Rangé des voitures sur tatami, à l’insu de son plein gré


Economie


27 décembre 2018

Qui aurait pensé il y a encore trois petites semaines que l’inoxydable Carlos Ghosn se retrouverait un beau (ou plutôt vilain) jour derrière les barreaux d’une prison ?
Personne, évidement. En tous cas pas moi, tant ce grand patron a marqué de son empreinte la vie industrielle de Renault et Nissan. Au point de doubler à toute vitesse VW, empêtré dans le scandale des moteurs truqués.
Plus que ses succès, indéniables, c’est sa vue et son flair qui ont marqué les esprits. En croquant au bon moment le constructeur nippon qui traversait une mauvaise passe, il a réussi une alliance industrielle qui a donné un second souffle à la marque au losange, elle même pas très vaillante à l’époque, encerclée par une concurrence redoutable. Ensuite, avec Dacia, il a inventé le concept de la voiture "basique", pas chère et fiable, construite sur une base de pièces déjà amorties sur des modèles "anciens". Un succès retentissant, qui n’est pas pour rien dans les bons résultats du groupe Renault.Dans cette aventure, il ne s’est pas fait que des amis. Si, en Europe, il ne se trouvait personne - pas même l’État français toujours actionnaire - pour le remettre en cause, son autoritarisme a sans doute blessé l’orgueil au Japon où il est passé progressivement du statut de dieu vivant pour avoir sauvé Nissan à celui de monstre froid et étranger.
Les couteaux se sont préparés dans l’ombre. Ils ont frappé à un moment inattendu. Sur le talon d’Achille de Carlos Ghosn, l’argent, qu’il semble apprécier sans modération.
A t-il tellement optimisé qu’il aurait franchi le Rubicon fiscal ? A t-il fait couvrir ses pertes boursicotières par son entreprise comme on l’accuse ? L’enquête ouverte par le parquet de Tokyo le dira, peut-être.
Son salaire et ses primes mirobolants, ses relations aussi puissantes qu’un V12 de compétition, ne l’ont pas mis à l’abri des poursuites. Contrairement à DSK, il lui a quand même été épargné d’être montré aux caméras comme un ours de foire, les menottes aux poignets.
Mais depuis que les policiers japonais sont venus le chercher dans son jet privé, Carlos Ghosn aura été traité durement. Au pain sec et à l’eau, tatami plutôt que Dunlopillo.

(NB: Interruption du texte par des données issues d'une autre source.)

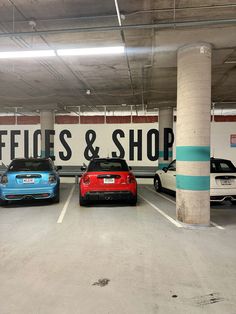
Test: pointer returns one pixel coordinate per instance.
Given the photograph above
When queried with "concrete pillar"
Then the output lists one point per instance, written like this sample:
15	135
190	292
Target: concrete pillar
47	130
165	121
193	134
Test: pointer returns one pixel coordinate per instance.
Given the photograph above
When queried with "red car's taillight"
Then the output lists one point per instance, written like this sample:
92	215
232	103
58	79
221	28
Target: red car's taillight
86	179
131	179
52	178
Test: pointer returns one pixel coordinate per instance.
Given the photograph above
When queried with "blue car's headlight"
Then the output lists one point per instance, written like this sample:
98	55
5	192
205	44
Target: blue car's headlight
4	179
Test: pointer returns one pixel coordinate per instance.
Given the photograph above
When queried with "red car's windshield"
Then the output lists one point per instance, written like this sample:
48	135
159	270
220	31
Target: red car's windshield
108	165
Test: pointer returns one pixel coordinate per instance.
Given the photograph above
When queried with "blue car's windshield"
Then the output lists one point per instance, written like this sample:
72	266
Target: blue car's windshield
30	165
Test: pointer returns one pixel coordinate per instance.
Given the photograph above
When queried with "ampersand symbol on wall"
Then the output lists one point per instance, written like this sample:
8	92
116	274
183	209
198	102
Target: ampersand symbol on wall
91	152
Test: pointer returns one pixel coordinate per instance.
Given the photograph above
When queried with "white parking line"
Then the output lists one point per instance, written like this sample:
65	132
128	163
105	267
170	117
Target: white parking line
165	197
217	226
176	223
168	199
64	209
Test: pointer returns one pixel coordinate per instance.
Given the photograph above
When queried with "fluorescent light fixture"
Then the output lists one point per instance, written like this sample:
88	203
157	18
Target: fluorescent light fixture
27	54
91	51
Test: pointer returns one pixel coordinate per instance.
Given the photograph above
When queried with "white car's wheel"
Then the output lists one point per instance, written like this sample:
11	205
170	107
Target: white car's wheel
157	184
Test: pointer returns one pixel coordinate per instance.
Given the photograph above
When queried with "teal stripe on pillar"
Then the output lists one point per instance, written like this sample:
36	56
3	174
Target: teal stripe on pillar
193	153
193	183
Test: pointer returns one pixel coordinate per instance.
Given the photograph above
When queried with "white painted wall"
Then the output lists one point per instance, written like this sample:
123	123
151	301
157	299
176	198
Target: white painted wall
220	141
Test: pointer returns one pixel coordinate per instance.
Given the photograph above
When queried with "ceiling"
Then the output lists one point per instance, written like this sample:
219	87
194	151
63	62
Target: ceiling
144	77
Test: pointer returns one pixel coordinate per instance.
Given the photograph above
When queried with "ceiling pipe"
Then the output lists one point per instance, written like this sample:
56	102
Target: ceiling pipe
158	26
127	14
124	42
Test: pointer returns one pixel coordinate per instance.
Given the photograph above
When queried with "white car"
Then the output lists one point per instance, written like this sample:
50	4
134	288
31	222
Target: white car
222	180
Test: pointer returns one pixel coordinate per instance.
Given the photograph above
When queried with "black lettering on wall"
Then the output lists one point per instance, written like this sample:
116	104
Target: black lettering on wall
168	141
63	134
133	144
153	133
14	144
26	143
2	144
118	144
91	152
36	136
49	144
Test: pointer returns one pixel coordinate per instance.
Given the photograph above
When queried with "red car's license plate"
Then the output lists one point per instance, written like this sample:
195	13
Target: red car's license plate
28	180
108	180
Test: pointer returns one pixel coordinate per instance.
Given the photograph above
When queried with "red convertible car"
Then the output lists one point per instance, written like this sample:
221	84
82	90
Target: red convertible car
108	179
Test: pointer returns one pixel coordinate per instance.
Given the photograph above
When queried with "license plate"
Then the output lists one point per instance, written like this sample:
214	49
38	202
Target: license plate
28	180
108	180
226	182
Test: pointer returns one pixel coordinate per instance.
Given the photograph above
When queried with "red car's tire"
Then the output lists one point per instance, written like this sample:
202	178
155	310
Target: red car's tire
82	201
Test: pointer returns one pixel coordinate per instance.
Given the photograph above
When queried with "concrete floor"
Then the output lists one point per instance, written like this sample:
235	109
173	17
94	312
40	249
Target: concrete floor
151	265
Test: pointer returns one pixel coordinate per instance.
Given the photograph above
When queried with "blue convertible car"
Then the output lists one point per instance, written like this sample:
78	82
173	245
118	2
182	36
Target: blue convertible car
30	178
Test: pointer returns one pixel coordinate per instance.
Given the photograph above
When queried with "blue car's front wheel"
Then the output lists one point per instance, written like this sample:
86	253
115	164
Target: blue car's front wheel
56	197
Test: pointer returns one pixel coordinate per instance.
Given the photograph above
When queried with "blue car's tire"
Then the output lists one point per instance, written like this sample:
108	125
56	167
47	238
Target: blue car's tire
157	184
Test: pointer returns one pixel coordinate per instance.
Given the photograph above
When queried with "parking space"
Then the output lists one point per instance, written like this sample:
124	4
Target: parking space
114	258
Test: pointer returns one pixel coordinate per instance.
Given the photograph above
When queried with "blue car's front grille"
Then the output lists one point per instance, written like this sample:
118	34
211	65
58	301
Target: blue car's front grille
27	196
22	176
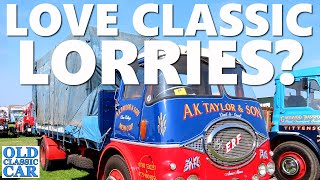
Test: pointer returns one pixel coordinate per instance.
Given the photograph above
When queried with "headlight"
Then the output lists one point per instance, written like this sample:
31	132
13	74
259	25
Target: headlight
193	177
271	168
255	177
262	170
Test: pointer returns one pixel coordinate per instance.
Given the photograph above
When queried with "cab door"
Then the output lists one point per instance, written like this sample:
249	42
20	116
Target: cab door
128	109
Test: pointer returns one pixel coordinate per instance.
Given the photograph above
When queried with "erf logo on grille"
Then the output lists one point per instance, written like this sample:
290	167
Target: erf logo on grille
233	143
20	162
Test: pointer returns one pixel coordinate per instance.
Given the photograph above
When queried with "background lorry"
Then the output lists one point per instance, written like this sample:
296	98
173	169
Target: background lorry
151	131
25	124
294	124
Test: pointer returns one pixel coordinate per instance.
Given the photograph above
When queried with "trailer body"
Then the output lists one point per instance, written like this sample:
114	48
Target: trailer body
295	126
152	131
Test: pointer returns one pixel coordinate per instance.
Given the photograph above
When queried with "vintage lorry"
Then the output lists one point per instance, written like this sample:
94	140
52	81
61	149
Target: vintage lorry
25	124
4	120
152	131
295	125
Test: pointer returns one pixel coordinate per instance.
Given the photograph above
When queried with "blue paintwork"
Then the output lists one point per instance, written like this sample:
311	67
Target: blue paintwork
311	136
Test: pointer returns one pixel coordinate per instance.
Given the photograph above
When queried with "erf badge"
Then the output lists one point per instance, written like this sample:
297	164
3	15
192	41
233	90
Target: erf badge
20	162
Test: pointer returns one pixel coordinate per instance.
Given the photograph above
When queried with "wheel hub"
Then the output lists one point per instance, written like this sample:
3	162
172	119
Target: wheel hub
115	174
290	166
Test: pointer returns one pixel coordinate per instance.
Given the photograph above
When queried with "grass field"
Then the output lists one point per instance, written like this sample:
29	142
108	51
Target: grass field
71	173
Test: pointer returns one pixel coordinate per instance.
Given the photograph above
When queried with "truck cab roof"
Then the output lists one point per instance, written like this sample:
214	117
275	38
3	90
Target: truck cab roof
183	51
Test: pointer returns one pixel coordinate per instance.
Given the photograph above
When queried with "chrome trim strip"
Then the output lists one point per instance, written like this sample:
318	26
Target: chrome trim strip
147	144
283	132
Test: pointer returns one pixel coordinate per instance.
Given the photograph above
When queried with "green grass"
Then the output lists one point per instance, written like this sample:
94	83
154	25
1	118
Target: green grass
72	173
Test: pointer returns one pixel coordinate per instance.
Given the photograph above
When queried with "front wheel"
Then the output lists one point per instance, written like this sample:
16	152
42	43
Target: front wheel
116	169
46	164
295	161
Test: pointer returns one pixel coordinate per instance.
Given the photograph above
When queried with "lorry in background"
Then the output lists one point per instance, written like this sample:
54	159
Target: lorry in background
4	127
15	113
294	124
151	131
25	125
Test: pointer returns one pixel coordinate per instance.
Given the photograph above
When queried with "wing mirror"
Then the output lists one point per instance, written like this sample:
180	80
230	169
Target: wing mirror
304	83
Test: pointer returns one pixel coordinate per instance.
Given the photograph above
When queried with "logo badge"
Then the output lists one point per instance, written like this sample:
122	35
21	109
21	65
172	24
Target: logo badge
20	162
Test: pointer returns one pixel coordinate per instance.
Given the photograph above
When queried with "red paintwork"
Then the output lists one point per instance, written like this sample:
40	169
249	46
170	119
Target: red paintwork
53	152
42	156
302	163
162	157
2	120
116	174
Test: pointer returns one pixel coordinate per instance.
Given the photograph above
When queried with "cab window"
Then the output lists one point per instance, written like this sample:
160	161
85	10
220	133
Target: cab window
295	95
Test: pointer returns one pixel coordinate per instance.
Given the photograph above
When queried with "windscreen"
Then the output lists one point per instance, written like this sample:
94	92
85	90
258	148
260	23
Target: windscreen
163	90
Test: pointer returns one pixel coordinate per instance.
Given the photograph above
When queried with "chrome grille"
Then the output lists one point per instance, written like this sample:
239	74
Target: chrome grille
225	132
196	145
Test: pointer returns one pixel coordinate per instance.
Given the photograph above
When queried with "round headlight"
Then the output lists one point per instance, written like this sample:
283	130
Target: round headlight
179	178
193	177
271	168
173	166
262	170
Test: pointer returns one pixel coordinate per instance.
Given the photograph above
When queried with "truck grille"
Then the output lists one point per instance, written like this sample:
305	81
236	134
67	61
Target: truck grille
230	142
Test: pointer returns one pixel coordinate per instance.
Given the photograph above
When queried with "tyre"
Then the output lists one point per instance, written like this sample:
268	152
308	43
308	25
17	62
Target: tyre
295	161
116	169
45	163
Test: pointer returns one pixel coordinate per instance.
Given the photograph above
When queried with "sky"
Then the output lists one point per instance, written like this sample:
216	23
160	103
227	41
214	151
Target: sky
11	92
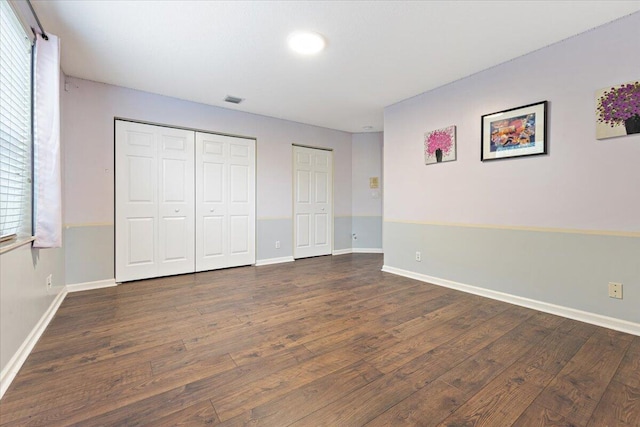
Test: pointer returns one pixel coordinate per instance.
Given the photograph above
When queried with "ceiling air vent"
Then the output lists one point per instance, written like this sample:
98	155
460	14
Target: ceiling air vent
233	99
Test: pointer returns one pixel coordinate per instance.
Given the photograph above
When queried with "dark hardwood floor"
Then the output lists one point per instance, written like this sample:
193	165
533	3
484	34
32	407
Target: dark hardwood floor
329	341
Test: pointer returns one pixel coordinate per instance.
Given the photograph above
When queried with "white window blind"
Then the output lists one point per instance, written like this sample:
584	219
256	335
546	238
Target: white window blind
15	125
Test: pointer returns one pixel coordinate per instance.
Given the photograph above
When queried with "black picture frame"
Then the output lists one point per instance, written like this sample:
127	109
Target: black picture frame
516	132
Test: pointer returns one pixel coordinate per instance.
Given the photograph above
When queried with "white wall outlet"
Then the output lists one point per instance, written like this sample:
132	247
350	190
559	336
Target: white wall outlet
615	290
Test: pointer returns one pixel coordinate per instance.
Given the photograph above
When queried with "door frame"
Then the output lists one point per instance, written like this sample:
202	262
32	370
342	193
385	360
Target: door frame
293	194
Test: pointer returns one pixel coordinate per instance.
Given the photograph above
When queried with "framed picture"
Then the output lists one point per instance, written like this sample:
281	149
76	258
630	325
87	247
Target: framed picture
440	145
516	132
618	110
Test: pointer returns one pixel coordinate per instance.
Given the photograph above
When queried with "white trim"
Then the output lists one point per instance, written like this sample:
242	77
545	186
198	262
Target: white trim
13	244
619	233
571	313
10	371
367	250
269	261
87	286
341	251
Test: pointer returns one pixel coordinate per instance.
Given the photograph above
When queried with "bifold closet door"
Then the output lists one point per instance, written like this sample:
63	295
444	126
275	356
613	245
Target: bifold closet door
225	201
155	206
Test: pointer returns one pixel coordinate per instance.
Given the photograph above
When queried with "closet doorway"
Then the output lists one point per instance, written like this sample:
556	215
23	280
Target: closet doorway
312	202
184	201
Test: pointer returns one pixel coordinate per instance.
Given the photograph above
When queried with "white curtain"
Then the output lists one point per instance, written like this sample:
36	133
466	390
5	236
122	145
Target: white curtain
48	186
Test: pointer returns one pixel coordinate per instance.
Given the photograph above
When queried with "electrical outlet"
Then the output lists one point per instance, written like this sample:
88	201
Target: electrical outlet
615	290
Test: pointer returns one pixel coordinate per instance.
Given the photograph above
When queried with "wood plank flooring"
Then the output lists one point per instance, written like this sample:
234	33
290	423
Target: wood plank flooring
328	341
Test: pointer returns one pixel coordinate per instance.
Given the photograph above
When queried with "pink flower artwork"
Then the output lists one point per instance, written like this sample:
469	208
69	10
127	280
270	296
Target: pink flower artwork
618	110
440	145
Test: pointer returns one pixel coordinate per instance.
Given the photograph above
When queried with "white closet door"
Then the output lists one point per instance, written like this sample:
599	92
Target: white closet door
225	201
313	202
154	212
176	204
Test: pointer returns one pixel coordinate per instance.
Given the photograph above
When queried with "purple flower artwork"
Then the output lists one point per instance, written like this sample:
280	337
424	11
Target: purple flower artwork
440	145
618	110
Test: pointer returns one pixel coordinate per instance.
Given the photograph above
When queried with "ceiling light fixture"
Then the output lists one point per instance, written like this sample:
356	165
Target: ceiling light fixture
233	99
306	42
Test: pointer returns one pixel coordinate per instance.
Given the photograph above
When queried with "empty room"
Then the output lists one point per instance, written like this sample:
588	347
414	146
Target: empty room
319	213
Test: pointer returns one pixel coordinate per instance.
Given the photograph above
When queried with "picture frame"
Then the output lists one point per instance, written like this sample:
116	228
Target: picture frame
618	110
516	132
440	145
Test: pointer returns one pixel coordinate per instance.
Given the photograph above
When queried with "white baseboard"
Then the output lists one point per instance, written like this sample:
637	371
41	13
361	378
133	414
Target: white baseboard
86	286
10	371
571	313
270	261
342	251
367	250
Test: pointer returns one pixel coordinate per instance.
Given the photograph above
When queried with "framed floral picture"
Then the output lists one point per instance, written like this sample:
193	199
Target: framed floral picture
440	145
618	110
517	132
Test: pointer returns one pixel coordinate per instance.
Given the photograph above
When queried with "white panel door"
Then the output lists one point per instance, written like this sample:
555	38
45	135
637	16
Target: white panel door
313	202
154	212
225	201
176	201
136	212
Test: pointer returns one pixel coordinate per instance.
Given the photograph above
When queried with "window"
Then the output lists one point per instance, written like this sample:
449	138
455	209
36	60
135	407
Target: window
15	125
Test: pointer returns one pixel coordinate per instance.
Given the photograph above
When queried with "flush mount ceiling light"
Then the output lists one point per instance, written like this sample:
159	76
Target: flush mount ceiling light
306	42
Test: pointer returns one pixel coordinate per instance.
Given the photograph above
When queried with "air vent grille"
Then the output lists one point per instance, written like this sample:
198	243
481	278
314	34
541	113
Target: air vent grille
233	99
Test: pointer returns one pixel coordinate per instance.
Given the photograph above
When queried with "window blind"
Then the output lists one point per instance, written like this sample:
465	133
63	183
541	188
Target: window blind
15	125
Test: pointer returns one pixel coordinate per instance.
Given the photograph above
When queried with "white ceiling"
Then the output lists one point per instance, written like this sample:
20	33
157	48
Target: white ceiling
378	52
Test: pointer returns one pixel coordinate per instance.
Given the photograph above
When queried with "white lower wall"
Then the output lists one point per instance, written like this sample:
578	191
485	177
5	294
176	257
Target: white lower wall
24	297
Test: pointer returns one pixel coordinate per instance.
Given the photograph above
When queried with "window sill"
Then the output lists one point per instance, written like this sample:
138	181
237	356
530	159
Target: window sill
13	244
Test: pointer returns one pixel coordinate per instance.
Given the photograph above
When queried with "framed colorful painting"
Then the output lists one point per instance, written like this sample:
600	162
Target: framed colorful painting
517	132
618	110
440	145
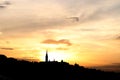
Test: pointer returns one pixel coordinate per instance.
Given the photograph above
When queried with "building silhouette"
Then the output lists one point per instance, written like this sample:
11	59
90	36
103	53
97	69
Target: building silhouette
46	56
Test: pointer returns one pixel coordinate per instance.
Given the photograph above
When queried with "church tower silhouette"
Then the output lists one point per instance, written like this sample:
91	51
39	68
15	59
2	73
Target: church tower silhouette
46	56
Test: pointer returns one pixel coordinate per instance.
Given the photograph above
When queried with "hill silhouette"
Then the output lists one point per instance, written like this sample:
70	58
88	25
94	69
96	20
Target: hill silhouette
13	69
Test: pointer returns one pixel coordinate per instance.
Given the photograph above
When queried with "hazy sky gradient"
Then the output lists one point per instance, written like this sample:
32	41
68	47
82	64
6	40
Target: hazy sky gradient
29	27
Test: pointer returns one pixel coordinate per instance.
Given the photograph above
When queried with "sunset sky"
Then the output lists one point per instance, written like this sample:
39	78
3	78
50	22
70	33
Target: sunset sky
86	32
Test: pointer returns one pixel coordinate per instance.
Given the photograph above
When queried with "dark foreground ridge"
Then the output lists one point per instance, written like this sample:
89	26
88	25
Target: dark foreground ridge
13	69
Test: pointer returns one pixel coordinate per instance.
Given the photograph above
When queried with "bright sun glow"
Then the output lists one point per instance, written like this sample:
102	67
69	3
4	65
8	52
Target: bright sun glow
57	56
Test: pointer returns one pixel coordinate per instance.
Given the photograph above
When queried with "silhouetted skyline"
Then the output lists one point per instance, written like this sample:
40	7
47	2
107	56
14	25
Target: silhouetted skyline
86	32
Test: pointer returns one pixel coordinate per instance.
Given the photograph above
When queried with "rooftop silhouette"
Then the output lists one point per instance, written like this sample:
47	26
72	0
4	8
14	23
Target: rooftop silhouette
13	69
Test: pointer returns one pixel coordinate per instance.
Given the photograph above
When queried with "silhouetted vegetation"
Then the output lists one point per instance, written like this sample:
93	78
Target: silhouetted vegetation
13	69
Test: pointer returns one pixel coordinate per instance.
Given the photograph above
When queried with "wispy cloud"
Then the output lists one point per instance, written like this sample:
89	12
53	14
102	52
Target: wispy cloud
62	41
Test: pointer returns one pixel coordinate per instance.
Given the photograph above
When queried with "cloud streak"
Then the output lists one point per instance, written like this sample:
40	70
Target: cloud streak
62	41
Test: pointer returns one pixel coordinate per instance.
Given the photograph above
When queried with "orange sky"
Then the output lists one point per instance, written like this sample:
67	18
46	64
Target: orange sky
29	27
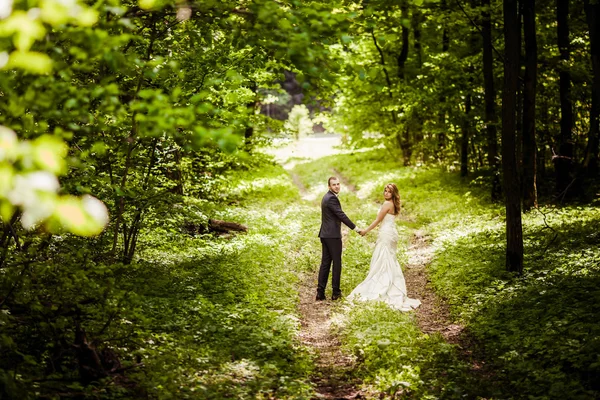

C’est, parait-il, la procédure habituelle à Tokyo, pour faire craquer les détenus en préventive. Ce qui va jusqu’au supplice... chinois des mises en examens à répétition comme une mitraillette, prolongeant sine die le séjour derrière les barreaux avant le jugement. Plus dure en est la sortie de route du grand patron déchu.
Pour le groupe Renault-Nissan, comme pour VW, tout est à reconstruire.